Last night I knew what God felt like. I felt his position on the throne with the infinite before him and then I knew him, his sorrow from the fall of the one he loved because it became mine to bear.
Remember what he said to God before he left he said "I love you too much, I cannot give you anymore than this." is that why we are here? Am I now to know what it feels like to be loved too much?
I pity God now.
I've been sitting here with time to **** at this point it's the only thing not dead. Sit in this room with my heavy head and empty prayers to a existence I have created so I can sleep. I'll scream to the ceiling pretending you can hear. Try to get what it meant what it meant What it meant Ask that question so much but purpose is lost when you forgot the talks and walks and the times in that ******* bedroom with a lack of our stupid ******* socks. Do you remember what it felt like to touch the skin but feel the soul?
But I still want to know what it meant What did he mean What did you mean What was the purpose in the choice that bound us for ruin, no me for ruin because you're okay but I'm not like I said I would be. Still okay doesn't mean okay anymore it was lost in the depths of emotions torn.
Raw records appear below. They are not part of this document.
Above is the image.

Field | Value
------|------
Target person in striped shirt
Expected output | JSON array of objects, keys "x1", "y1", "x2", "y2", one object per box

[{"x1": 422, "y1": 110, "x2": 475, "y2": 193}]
We aren't okay although to everyone that isn't you and me we are okay.
And I guarantee I'll fall for you again every second of every day but that the problem is I'm falling and you didn't no wont catch me
it's not your fault when you can't catch what doesn't exist. And if that doesn't exist then neither do I. You used to say "I just exist", I get it now because the difference between existing and living is the beating of a heart and now like I said Time is the only thing left to die.